À Rohatyn, ville aujourd’hui située à l’ouest de l’Ukraine, sa statue se dresse au centre d’une place, hissée sur un pilier. Sur ses innombrables portraits imaginaires presque tous inspirés d’un maître vénitien, elle porte un étrange hennin à double corne orné de grosses perles et d’un bijou de front, une robe manteau de velours cramoisi ; sa bouche cerise est ­minuscule et ses yeux, sévères. Elle ne porte d’autre voile que celui, léger, qui s’accroche au hennin, personne ne sait à quoi elle ressemblait et pourtant, lorsque je songe « Turquie », elle se rappelle à moi. C’est mon mythe stambouliote, une femme qui y aura vécu toute sa vie d’adulte et sans jamais sortir, une pauvre Cendrillon d’Ukraine qui finit en princesse, et l’héroïne qui m’inspira mon premier roman quelque trente ans avant la fin du xxe siècle.

Fille de pope, Alexandra ou Nastia ­Lisovska naquit en Galicie au xvie siècle et fut razziée par les Tatars de Crimée qui la vendirent comme esclave en 1524 pour le harem du Padichah, Ombre de Dieu sur la terre, le sultan Soliman le Magnifique. Le temps de la convertir et de l’éduquer, et elle fut repérée par son maître et seigneur grâce à ses cheveux roux, d’où son nom, Roxelane, la Rousse, à moins que son origine ruthénienne ait été, en Occident, à l’origine de son beau nom. En Occident seulement. Car Soliman lui donna son vrai nom turc, Hürrem, la Rieuse. Pour qui connaît le harem du sérail de Topkapi, il est aisé de comprendre que rire, en ces lieux infiniment austères, est un immense atout. Grâce à ses éclats de rire, la Rieuse devint favorite du sultan. C’était déjà beaucoup, mais la Rieuse, dite Hürrem Sultan, réalisa un véritable prodige. Elle devint l’épouse légitime du sultan ­Soliman.

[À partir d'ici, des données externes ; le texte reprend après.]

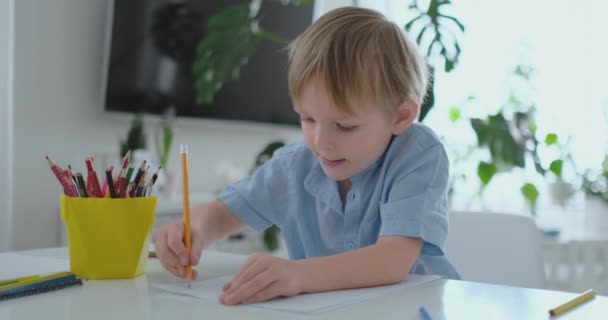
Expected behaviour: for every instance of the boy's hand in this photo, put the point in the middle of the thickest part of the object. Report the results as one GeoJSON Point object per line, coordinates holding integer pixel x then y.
{"type": "Point", "coordinates": [262, 277]}
{"type": "Point", "coordinates": [172, 252]}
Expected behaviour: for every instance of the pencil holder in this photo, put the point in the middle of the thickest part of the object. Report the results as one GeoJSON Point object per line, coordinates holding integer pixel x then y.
{"type": "Point", "coordinates": [108, 238]}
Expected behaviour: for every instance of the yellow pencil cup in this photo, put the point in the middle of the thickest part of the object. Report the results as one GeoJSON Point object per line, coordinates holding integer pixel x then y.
{"type": "Point", "coordinates": [108, 238]}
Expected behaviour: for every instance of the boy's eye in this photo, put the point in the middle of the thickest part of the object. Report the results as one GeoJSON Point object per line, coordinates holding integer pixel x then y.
{"type": "Point", "coordinates": [346, 128]}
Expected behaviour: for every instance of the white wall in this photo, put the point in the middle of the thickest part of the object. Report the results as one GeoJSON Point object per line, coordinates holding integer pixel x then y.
{"type": "Point", "coordinates": [58, 86]}
{"type": "Point", "coordinates": [6, 153]}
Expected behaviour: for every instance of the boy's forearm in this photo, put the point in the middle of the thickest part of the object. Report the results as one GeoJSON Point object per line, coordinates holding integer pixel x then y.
{"type": "Point", "coordinates": [385, 262]}
{"type": "Point", "coordinates": [216, 220]}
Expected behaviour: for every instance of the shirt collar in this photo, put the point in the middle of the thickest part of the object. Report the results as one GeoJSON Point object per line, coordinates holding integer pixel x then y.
{"type": "Point", "coordinates": [325, 188]}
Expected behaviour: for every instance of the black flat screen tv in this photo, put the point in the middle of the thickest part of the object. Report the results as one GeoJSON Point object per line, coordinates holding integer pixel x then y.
{"type": "Point", "coordinates": [141, 77]}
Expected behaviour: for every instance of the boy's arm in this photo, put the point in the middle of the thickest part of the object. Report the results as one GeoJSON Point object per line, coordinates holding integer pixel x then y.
{"type": "Point", "coordinates": [386, 262]}
{"type": "Point", "coordinates": [263, 277]}
{"type": "Point", "coordinates": [214, 221]}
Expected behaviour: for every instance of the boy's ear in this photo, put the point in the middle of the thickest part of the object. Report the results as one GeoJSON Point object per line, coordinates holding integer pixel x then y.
{"type": "Point", "coordinates": [405, 116]}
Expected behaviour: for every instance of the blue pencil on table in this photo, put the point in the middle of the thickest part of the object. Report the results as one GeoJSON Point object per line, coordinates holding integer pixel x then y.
{"type": "Point", "coordinates": [424, 314]}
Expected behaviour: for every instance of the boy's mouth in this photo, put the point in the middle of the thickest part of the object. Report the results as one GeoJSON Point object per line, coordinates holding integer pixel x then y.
{"type": "Point", "coordinates": [331, 163]}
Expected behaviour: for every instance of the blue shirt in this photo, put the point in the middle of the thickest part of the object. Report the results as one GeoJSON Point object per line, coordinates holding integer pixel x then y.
{"type": "Point", "coordinates": [404, 193]}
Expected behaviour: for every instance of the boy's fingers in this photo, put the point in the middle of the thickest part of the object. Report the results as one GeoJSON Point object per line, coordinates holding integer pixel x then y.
{"type": "Point", "coordinates": [197, 248]}
{"type": "Point", "coordinates": [166, 257]}
{"type": "Point", "coordinates": [175, 242]}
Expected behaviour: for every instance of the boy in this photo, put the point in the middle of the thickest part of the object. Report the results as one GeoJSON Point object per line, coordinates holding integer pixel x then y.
{"type": "Point", "coordinates": [363, 201]}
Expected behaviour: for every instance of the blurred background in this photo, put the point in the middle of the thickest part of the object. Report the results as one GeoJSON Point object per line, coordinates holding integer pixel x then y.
{"type": "Point", "coordinates": [518, 96]}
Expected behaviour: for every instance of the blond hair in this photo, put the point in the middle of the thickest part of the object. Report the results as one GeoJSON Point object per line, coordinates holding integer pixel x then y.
{"type": "Point", "coordinates": [359, 54]}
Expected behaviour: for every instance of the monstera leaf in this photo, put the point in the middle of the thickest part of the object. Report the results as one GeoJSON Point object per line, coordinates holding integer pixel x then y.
{"type": "Point", "coordinates": [432, 21]}
{"type": "Point", "coordinates": [231, 39]}
{"type": "Point", "coordinates": [494, 133]}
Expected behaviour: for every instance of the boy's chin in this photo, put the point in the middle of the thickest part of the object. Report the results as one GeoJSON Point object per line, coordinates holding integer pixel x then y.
{"type": "Point", "coordinates": [334, 174]}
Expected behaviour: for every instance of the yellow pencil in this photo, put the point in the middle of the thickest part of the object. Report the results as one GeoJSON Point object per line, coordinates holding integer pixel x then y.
{"type": "Point", "coordinates": [572, 303]}
{"type": "Point", "coordinates": [187, 238]}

Et alors ? Alors parce qu’une des aïeules avait été enlevée et violée par un ennemi, les sultans qui régnaient sur l’Empire ottoman avaient l’interdiction formelle d’épouser qui que ce fût, une épouse ­risquant toujours de déshonorer l’empire si elle était violée. Favorite, une, deux, dix, passe. Mais le mariage, non ! Depuis la prise de Constantinople, aucune favorite n’était devenue épouse. Comment Hürrem procéda-t-elle ? Elle se fit affranchir et une fois libre, elle aurait fait la grève du sexe le temps que Soliman se décide à la prendre pour épouse, contrairement à la tradition. La même tradition exigeait que tout nouveau sultan mît à mort tous ses frères pour éviter les guerres de succession, et Soliman, toujours excessif, fit encore davantage, il fit étrangler sous ses yeux Mustafa, son fils adoré. 

Bien entendu, la doxa attribua ce meurtre à la Rieuse. Déjà, lorsque Soliman avait fait étrangler son favori préféré, Ibrahim Pacha, lui aussi razzié, lui aussi orthodoxe, né en Épire, la Rieuse avait endossé ce crime d’amitié. On lui attribua tout, les échanges de lettres avec les souverains d’Europe (il y en eut), les lacets des muets étrangleurs… N’empêche ! Ma fille m’a rapporté d’Istanbul un coussin qu’on vend aujourd’hui à Topkapi, suprême consécration. En médaillon noir, voici ma Rieuse entourée d’un slogan en latin : Rossa ­Solymanni Uxor, la Rousse épouse de Soliman. Elle mourut en 1558 et nul ne put l’accuser plus tard du meurtre de Bajazet, autre fils de Soliman qui paya le chah d’Iran pour le faire étrangler. 

Née fille d’un pauvre pope en Ukraine de l’Ouest et épouse officielle de l’Ombre de Dieu sur la terre ! Il suffisait de rire, c’est très simple, on vous dit.